She even turns up playing Peter O'Toole's mother in Neil Jordan's film High Spirits!

The parts that I find most interesting though were as the rather out of it mother of the boorish gangster in Peter Greenaway's The Cook, The Thief, His Wife And Her Lover. And she was excellent as a double act with Dora Bryan as a couple of dotty old ladies in an Argentinian apartment building run by Colin Firth(!) in Apartment Zero!

Re: Passages

Posted: Tue Dec 27, 2016 3:07 am
by mfunk9786
George Michael discussion moved here

Re: Passages

Posted: Tue Dec 27, 2016 12:16 pm
by rohmerin
Decorator Gil Parrondo, Spaniard who won 2 Oscar (Patton, Nicholas and Alexandra)

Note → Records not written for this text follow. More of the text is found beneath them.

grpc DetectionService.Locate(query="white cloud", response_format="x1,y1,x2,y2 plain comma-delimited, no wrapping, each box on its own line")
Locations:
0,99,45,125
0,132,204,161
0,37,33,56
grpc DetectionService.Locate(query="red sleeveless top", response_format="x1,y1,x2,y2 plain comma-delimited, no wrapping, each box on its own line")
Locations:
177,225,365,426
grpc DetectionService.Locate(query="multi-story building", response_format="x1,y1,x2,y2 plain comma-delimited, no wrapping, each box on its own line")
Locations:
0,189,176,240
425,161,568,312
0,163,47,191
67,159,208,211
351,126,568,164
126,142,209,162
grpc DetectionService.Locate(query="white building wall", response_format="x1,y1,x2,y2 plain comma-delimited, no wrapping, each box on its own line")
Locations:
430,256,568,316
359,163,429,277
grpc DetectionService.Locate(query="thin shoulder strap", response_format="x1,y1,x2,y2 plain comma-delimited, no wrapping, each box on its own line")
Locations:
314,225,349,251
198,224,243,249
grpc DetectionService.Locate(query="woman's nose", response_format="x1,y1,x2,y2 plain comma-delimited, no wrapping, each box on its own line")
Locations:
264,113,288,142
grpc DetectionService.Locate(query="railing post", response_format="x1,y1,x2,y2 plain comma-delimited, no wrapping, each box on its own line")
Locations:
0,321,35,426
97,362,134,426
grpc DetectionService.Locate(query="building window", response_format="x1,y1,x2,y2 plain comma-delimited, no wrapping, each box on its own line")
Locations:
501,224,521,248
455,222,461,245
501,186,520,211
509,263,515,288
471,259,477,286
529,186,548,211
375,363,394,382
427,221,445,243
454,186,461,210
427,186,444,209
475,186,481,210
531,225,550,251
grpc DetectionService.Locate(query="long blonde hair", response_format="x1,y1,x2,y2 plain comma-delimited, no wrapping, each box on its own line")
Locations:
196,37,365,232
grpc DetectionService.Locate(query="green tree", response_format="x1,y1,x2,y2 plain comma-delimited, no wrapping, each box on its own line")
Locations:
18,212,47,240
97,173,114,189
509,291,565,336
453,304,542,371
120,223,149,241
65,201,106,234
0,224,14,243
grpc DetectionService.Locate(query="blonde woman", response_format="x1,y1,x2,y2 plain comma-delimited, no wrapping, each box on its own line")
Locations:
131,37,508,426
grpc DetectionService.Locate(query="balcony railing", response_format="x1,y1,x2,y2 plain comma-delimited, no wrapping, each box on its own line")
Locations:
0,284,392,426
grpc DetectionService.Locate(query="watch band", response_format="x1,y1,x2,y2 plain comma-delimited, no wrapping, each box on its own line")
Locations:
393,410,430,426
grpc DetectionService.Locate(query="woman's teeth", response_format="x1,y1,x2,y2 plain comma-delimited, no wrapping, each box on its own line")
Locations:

Argentinian Eliseo Subiela, film maker, famous for El lado oscuro del corazón / The Dark Side of the Heart. How beautiful this movie is.

Re: Passages

Posted: Tue Dec 27, 2016 5:57 pm
by Feego

Re: Passages

Posted: Tue Dec 27, 2016 6:35 pm
by swo17
Carrie Fisher discussion here

Re: Passages

Posted: Wed Dec 28, 2016 12:54 am
by domino harvey
Ricky Harris, who I fondly remember from the underseen Thick as Thieves

Re: Passages

Posted: Wed Dec 28, 2016 12:56 am
by flyonthewall2983
Was also in a rather memorable scene with Al Pacino in Heat

Re: Passages

Posted: Wed Dec 28, 2016 3:54 am
by djproject
Vera Rubin, astronomer who discovered dark matter

Re: Passages

Posted: Wed Dec 28, 2016 3:59 am
by djproject

Re: Passages

Posted: Wed Dec 28, 2016 6:39 pm
by Forrest Taft
Joachim Calmeyer passed away two days ago. In Norway he was best known for his stage work (he's done more Ibsen than anyone else in Norwegian theatre), but he also did some notable films - he was the observed bachelor in Kitchen Stories and he was in Liv Ullman's Kristin Lavransdatter.

Re: Passages

Posted: Sat Dec 31, 2016 11:21 pm
by knives
Disney legend Tyrus Wong at 106.

Re: Passages

Posted: Sun Jan 01, 2017 1:52 am
by hearthesilence
John Chelew. Famed booker for McCabe's Guitar Shop, he became a producer when he pushed a newly-sober John Hiatt to record an impressive batch of new songs even though he was no longer on a label. That album, Bring the Family, turned everything around for Hiatt.